# Grreat Choice® 10 Gallon Aquarium Starter Kit



## Wiggyl (Feb 13, 2014)

Has anybody gotten the Grreat Choice 10G Starter Kit? I'd like to upgrade and this is one of the best deals I can find without too much unnecessary equipment. Comes with tank, hood & light (my favorite part), and a filter. 

http://www.petsmart.com/product/index.jsp?productId=12302643&lmdn=Fish+Aquariums+%26amp%3B+Bowls&f=PAD%2FpsNotAvailInUS%2FNo

I guess I'm wondering if people have experience with this filter and what they think. If I can get away with not purchasing a new filter my budget would be very thankful.

Thanks for your input in advance!


----------



## Seki (Jul 10, 2012)

I have this kit! It's a great tank, solidly constructed. The hood is a bit flimsy, but for the price, it's hard to expect more. Here is my list of pros and cons.

Pros
- PRICE! Can't beat a price like that
- Good quality glass tank. Never had any issues with it
- Included hood has held up well enough for me

Cons
- Included bulbs suck. You will need new ones
- Included filter is a bit loud
- Vents on top are not the best and the hood gets very hot to the touch at times

I really like the tank, although I opted to go with a higher rated filter since I was using it for a sorority. I used the included filter in a different tank, but since it was in my bedroom, I found it a bit too loud for my taste. I prefer Aqueon Quietflow filters.

Hope that helps.


----------



## Wiggyl (Feb 13, 2014)

Thanks seki!

I might go with it... or I might opt for a sponge filter. I don't fully understand how to acquire one though.

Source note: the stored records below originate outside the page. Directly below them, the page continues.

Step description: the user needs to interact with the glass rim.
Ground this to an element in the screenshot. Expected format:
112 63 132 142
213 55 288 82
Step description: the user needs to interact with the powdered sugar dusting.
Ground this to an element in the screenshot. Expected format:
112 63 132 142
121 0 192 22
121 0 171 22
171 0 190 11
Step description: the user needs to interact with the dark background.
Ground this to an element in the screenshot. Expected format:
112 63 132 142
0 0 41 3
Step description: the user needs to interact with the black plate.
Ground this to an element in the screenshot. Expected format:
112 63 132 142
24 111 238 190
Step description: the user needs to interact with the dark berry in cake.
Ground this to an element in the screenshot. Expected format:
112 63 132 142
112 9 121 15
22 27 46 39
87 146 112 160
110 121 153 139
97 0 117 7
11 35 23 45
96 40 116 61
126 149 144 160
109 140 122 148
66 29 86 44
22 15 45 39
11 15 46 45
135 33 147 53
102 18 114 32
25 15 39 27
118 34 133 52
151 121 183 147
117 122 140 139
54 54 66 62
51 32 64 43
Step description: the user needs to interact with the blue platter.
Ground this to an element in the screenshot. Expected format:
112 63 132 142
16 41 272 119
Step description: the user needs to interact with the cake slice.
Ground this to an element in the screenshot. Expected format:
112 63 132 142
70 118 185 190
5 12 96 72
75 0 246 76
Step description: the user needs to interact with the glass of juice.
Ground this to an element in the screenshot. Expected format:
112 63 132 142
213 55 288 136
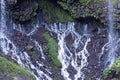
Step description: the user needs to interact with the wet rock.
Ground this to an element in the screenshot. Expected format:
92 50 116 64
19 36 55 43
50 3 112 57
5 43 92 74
25 45 33 50
10 30 30 50
65 34 74 49
67 65 77 80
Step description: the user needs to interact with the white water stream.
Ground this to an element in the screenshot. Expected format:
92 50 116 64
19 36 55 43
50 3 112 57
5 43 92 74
47 23 91 80
0 0 52 80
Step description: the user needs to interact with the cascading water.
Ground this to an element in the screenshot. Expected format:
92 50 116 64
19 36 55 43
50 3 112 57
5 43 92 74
0 0 53 80
105 0 117 66
0 0 7 54
1 0 120 80
46 23 91 80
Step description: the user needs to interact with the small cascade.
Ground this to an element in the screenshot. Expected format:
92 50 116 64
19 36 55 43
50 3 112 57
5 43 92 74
83 24 88 35
0 0 7 53
13 23 25 33
106 0 117 66
27 24 40 36
47 23 91 80
0 0 53 80
32 40 45 60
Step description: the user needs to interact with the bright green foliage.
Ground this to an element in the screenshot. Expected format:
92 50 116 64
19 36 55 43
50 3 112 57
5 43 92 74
40 0 74 23
103 57 120 79
43 33 62 68
0 56 35 79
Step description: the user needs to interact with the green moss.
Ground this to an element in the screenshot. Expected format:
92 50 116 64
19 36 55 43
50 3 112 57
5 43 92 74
113 0 120 5
43 33 62 68
13 0 17 4
0 56 35 79
40 0 74 23
103 57 120 79
57 0 104 22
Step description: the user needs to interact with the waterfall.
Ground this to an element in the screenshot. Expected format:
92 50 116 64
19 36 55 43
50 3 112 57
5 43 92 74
0 0 53 80
46 23 91 80
1 0 120 80
106 0 117 66
0 0 7 54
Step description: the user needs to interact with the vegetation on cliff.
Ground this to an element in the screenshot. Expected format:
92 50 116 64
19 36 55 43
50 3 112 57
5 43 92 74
103 57 120 80
0 56 35 79
10 0 38 22
43 33 62 68
9 0 107 24
58 0 106 23
40 0 74 23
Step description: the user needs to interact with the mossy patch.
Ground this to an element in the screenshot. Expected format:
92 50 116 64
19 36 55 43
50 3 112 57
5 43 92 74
43 33 62 68
0 56 35 79
40 0 74 23
103 57 120 80
57 0 105 23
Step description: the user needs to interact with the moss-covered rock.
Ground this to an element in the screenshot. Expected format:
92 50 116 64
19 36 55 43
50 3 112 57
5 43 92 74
57 0 106 23
10 0 38 22
43 33 62 68
103 57 120 80
39 0 74 23
0 56 35 80
7 0 120 28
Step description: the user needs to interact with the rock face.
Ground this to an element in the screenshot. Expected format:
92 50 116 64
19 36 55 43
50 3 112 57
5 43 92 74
7 0 38 22
57 0 107 23
6 0 120 29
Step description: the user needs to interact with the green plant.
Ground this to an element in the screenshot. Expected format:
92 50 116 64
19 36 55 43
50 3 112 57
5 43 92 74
43 33 62 68
103 57 120 79
0 56 35 79
40 0 74 23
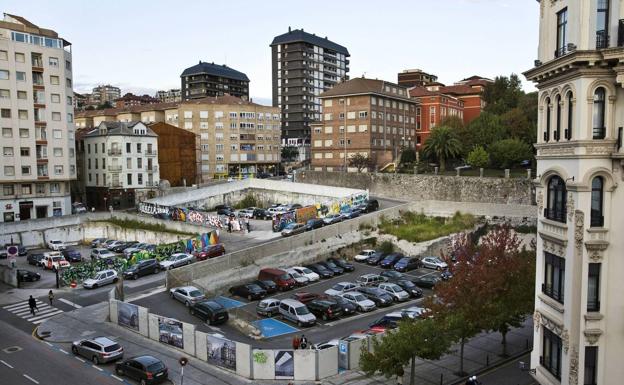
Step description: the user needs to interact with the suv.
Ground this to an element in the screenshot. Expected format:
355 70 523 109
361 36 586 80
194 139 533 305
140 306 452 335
71 337 123 364
123 259 160 280
253 208 272 220
47 239 67 251
307 299 343 321
42 252 70 271
189 300 229 325
356 274 383 287
278 299 316 327
115 356 168 384
91 248 117 262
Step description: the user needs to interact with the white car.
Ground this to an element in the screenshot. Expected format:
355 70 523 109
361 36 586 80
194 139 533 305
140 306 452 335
324 282 359 296
83 269 118 289
378 283 410 302
170 286 205 307
105 240 125 251
341 291 377 312
400 306 426 319
314 339 339 350
290 266 320 282
421 256 448 270
286 269 310 286
47 239 67 251
354 249 376 262
91 248 117 261
42 252 70 271
159 253 194 270
237 208 255 218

Is it just airline tubing and a sponge?


----------



## Neebles (Feb 16, 2014)

Yeah you can watch some diy videos on YouTube. I actually bought 4 sponge filters for 8 bucks total on eBay, so they can be had for cheap.


----------



## Rana (Apr 27, 2013)

I got the 10g kit from Walmart, I don't know how much it is anymore but mine's lasted three years, though I replaced the lightbulbs and filter (Filter died after an electrical surge but it lasted a year prior to that).

As for sponge filters, they're great. There are three parts- the actual filter, which can be as simple as a sponge with a plastic tube, the airline filter, and the air pump. The pump will be the most expensive part and they can last for years. You might want a check valve if your pump will be lower than the water level, otherwise water could run down the tubing if the pump stops. A backup battery pump is also a good idea if you have non-bettas in the tank, since then you can still aerate the water in a power-outage.


----------



## Bailmint (Jun 15, 2013)

I have 2 of those! [Igneel and Milo] The filter is great, haven't had problems with it. Like Seki said, the hood is a bit flimsy but it does it's job. The price is great, the light bulbs do need to get more sooner or later, and the tank overheats with the lightbulbs sometimes so I only put one in xD. But I think it's an awesome tank C:


----------



## BlueLacee (Dec 8, 2013)

Awsome, I'm going to see if mine has this next time, if I ever convince my parents to let me get a ten gallon for either boys or a small sorority. Done all the reaserch


----------



## esun1993 (Mar 1, 2014)

I have been eyeing this tank, but when I went to my local Petsmart it was sold out. I guess it's a really popular tank!


----------